Replacing the individual mandate with tax incentives is another policy Republicans have embraced when confronting healthcare reform. Americans have never welcomed being penalized for making individual decisions and typically do not respond well to it. That has been no different with regards to the individual mandate of Obamacare. It is no secret that the mandate is one of the most unpopular aspects of the ACA, but the worst part is that it is not even driving people to purchase insurance in the first place. To be effective, the penalty would need to be hundreds of dollars more, assuredly making the individual mandate, and by association Obamacare, even more unpopular. It is time to explore other options; tax deduction incentives could be the answer, for Americans might be more responsive to tax breaks than stiff, government-imposed penalties.
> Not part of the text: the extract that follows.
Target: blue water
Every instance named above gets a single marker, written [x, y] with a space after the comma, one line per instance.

One thing of which we can be certain is that healthcare is going to change over the next 4 years. Many on the left are fearful that the Republican control of the Executive and Legislative branches means certain death for President Obama’s legacy program. I contend that it will die in name only. Yes, substantive reforms will be made, but the extent of government subsidized healthcare will not decrease dramatically. I am confident that American healthcare will continue to improve, and a Donald Trump presidency will be exactly what American health care needs.